Up until pre-pubescence, both gender's breasts are the same. At this time, the female body produces estrogen and then progesterone which stimulates the sexual maturation process. While the ovaries are maturing the breasts undergo significant changes themselves. The breasts will enlarge and develop more fully for a time period anywhere from 3 to 4 years. Menstruation usually begins within 2 years of breast development. After functional maturation the teen is able to produce a milk supply in the event of a pregnancy and subsequent childbirth.

Even though during this time the breasts are still not truly developed in size, they are able to sustain life if need be. The breasts continue to further develop and reach their adult size anywhere from age 18-23 . Further breast changes develop as the years go by and estrogen/progesterone levels increase. This can happen quite naturally or with the interference of synthetic and natural supplemental hormones. Such outside hormonal influences may be from birth control pills, shots or implants, human growth hormone (HGH), and even herbal remedies thought to increase breast growth such as wild yam.

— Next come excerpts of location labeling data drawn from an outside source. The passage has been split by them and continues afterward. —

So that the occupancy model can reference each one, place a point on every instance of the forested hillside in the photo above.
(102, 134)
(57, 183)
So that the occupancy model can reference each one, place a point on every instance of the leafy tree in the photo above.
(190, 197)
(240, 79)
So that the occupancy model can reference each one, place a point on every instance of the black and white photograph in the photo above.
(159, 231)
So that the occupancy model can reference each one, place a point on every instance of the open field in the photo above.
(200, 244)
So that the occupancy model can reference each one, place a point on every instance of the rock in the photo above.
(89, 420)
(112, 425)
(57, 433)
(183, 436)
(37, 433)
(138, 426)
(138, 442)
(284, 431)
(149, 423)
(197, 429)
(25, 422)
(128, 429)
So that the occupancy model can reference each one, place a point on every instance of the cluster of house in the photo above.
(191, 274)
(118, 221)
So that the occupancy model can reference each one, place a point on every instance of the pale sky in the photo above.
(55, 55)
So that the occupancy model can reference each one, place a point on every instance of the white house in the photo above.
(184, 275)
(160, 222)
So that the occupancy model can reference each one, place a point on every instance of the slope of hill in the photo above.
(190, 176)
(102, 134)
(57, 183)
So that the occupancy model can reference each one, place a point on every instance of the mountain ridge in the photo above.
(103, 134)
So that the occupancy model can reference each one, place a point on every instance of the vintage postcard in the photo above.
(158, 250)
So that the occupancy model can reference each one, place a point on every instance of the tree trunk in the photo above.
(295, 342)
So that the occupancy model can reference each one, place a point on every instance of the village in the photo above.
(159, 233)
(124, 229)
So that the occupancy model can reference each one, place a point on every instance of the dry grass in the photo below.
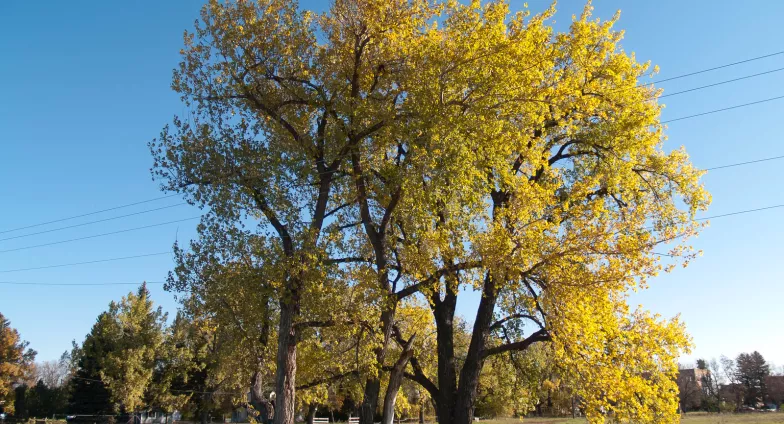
(691, 418)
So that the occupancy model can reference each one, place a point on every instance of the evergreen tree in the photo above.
(136, 330)
(88, 394)
(16, 363)
(752, 371)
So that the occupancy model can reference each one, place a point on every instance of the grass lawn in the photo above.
(691, 418)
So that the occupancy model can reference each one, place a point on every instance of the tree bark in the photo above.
(261, 404)
(469, 375)
(395, 379)
(285, 375)
(373, 385)
(444, 314)
(312, 408)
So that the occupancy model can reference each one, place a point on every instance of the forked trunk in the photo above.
(395, 380)
(285, 376)
(373, 385)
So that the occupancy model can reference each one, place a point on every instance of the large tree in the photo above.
(88, 393)
(418, 148)
(137, 333)
(752, 372)
(16, 362)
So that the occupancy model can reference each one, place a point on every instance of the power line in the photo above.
(740, 212)
(98, 235)
(88, 214)
(721, 83)
(744, 163)
(16, 283)
(723, 109)
(93, 222)
(715, 68)
(86, 262)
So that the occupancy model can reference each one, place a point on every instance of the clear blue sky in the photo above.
(85, 85)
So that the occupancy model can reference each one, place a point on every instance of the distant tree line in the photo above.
(131, 362)
(731, 385)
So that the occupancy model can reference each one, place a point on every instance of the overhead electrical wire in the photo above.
(85, 262)
(721, 83)
(98, 235)
(722, 109)
(93, 222)
(702, 71)
(88, 214)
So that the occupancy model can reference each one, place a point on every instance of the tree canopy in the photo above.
(16, 362)
(385, 150)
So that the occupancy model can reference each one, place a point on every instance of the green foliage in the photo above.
(16, 362)
(136, 331)
(88, 393)
(751, 372)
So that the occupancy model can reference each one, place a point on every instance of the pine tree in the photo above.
(752, 370)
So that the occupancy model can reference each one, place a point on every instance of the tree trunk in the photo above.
(285, 375)
(312, 408)
(258, 401)
(204, 412)
(472, 367)
(373, 385)
(444, 314)
(395, 380)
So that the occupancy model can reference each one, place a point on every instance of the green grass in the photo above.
(690, 418)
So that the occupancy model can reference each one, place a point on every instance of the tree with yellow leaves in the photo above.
(410, 147)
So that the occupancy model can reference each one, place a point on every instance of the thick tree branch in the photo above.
(327, 380)
(502, 321)
(407, 291)
(538, 336)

Below you can see the breast, its lobules which group further into lobes, adipose (fatty tissue), milk ducts, connective tissue and the nipple/areola complex, as well as the underlying pectoralis major and ribs. The Chest wall itself is covered by muscle and muscle fascia which is sometimes dissected to make way for a sub-pectoral or full sub-muscular implant placement. Almost all women will have the mammae attributes depicted at the right, only more or less of them.

There may be as many as 20 lobes in each breast, plus a collection of about about 5 to 10 larger milk ducts called collecting ducts. This is where a surplus of milk is emptied into awaiting removal by the nursing infant. There is also glandular tissue. Glandular tissue usually resides in the outer upper quadrant of the breast and feels like lumps or nodules of tissue. Many women who are not familiar with their breasts during a self breast exam may believe this to be a cyst or tumor. Many times it is only a gland although if you ever have any doubt or suspicion, please alert your gynecologist or primary care physician. You may also notice breast tenderness in this area if you are prone to such during both ovulation and menstruation. More often you will notice this right before menstruation.